Discussion in 'other anti-virus software' started by Firefighter, Sep 1, 2004.

Thread Status:
Not open for further replies.
  1. Firefighter

    Firefighter Registered Member

    Joined:
    Oct 28, 2002
    Posts:
    1,670
    Location:
    Finland
  2. Firefighter

    Firefighter Registered Member

    Joined:
    Oct 28, 2002
    Posts:
    1,670
    Location:
    Finland
    Once again! With MKS_VIR 2004, only KAV engined av:s were better against trojans & backdoors than MKS (eXtendia Pro - 99.90 %, MKS_Vir 2004 - 95.71 % and the second best non KAV based av, RAV 8.6.105 - 89.33 %). Good job with MKS!

    All these, even that MKS was not within those reference av:s (Kaspersky, F-Prot, RAV, Nod32, Dr.Web, Sophos, BitDefender, E-Trust and McAfee) from where one of these checked each sample as "infected". As we know, these reference av:s have some advantage in the results they don't actually deserve.

    Best regards,
    Firefighter!
     
    Last edited: Sep 1, 2004
  3. hbkh

    hbkh Registered Member

    Joined:
    Jan 15, 2004
    Posts:
    128
    Location:
    Ohio, USA
    Am I the only one slightly worried about the lack of details in this comparative? For example: If you download the detailed report (and read it :D ) it give a section called Performance and give you a number but fails to tell what the number implies? minutes? seconds? Also, there is a * next to "Windows" repeatly thoughout the report but no further notation of what the * is for? There are no specifics on the file versions or sig versions. Its things like that, that worry me. Just my honest opinion (I don't doubt the results are accurate but they way it is displayed could be much better) :)

    hbkh

    PS. I too am very impressed with MKS, maybe we finally found out what the polish are good at. :D
     
  4. Firefighter

    Firefighter Registered Member

    Joined:
    Oct 28, 2002
    Posts:
    1,670
    Location:
    Finland
    To everyone from Firefighter!

    Big steps forwards,

    NOD detected + 6,92 %

    MKS detected + 5.96 %


    About the same,

    BitDefender detected + 0,24 %


    and finally a step backwards,

    DrWeb detected - 1,98 %


    comparing this test to VirusP 10-2003!


    Best regards,
    Firefighter!
     
  5. profhsg

    profhsg Registered Member

    Joined:
    May 18, 2004
    Posts:
    145
    As far as NOD32 is concerned, I'd take the results from the test with a grain, no make that a ton, of salt. The author of the test used NOD32 version 1.840 to test. Given that the version is now 2 major revisions behind (current version 2.12) and has not been updated since April 2004, the test results should have virtually no relevance to the NOD32 that exists today.

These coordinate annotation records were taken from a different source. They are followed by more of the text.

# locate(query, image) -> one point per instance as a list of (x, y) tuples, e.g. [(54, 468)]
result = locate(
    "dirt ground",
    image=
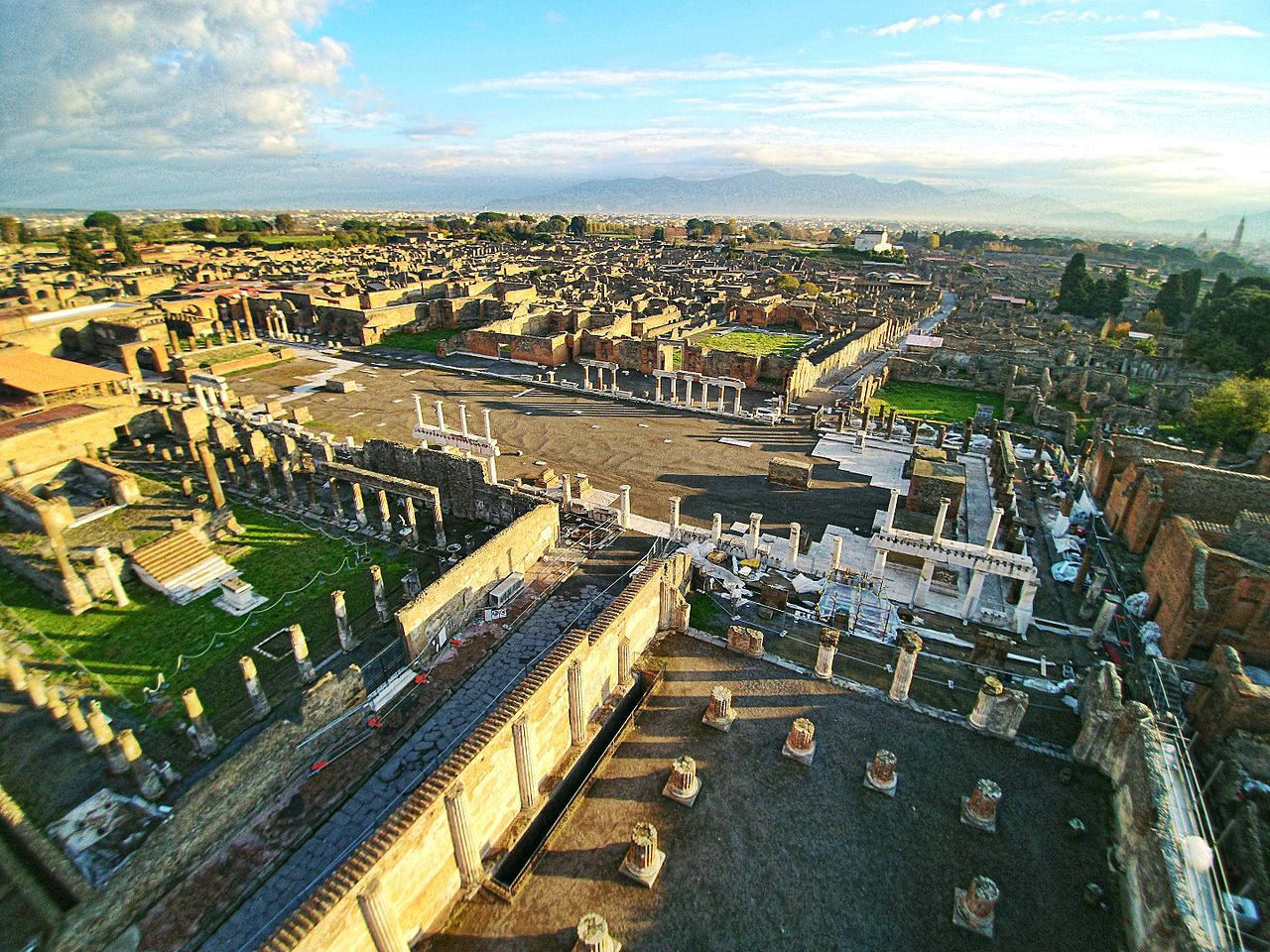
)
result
[(659, 453)]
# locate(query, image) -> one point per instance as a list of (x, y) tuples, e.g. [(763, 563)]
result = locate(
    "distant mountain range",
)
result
[(770, 193)]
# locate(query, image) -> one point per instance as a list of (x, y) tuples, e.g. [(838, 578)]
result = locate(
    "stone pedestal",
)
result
[(643, 861), (910, 647), (974, 907), (719, 714), (826, 649), (593, 936), (801, 743), (880, 774), (979, 809), (684, 784)]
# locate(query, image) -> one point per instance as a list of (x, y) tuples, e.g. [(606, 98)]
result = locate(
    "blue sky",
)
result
[(1143, 107)]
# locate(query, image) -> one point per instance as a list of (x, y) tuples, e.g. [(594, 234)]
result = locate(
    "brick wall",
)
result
[(413, 856)]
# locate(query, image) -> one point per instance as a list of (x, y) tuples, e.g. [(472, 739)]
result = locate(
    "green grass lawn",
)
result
[(130, 647), (934, 402), (751, 341), (425, 341)]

Indeed, given the use of NOD32 v. 1.840, I'm surprised that the product did as well as it did.
     
  6. Mele20

    Mele20 Former Poster

    Joined:
    Apr 29, 2002
    Posts:
    2,495
    Location:
    Hilo, Hawaii
    But you fail to mention that KAV 4.5 is the clear winner and that mks rated only number 15 in the test at 89.45%. That ain't so good...not at all bad, a lot better than other popular av, but not great like you imply. KAV 4.5 is the world's best AV without a doubt. It rated 99.09% and KAV 5.0 was number 5 where you would expect it to be the same or better than 4.5.
     
  7. se7engreen

    se7engreen Registered Member

    Joined:
    Feb 6, 2004
    Posts:
    369
    Location:
    USA
    I guess it's not suprising that KAV based scanners took the top 6 places. Some things that did suprise me are:
    Norton 2004 places better than SAV 9 o_O
    Norman VC did terrible
    Norton scored better than Panda, Bitdefender, Dr.Web, NOD32, and Avast :eek:

    And what's the deal with NOD32? Is that really the program version or is that the virus database version?
     
  8. Mele20

    Mele20 Former Poster

    Joined:
    Apr 29, 2002
    Posts:
    2,495
    Location:
    Hilo, Hawaii
    NOD32 - v.1.840 (20040811) It's the virus database version...NOT the version of NOD32 which is now at 2.12.2.
     
  9. profhsg

    profhsg Registered Member

    Joined:
    May 18, 2004
    Posts:
    145

    If this is accurate, I stand corrected. However, the author of the test should make clear that it's the database version, not the software version, which is being used.
     
  10. TAG97

    TAG97 Registered Member

    Joined:
    Feb 10, 2002
    Posts:
    616
    Location:
    Connecticut USA
    Nice Site o_O

    "Why collect computer viruses?



    Why should someone collect computer viruses


    Why not? Why collect stamps or cinema tickets?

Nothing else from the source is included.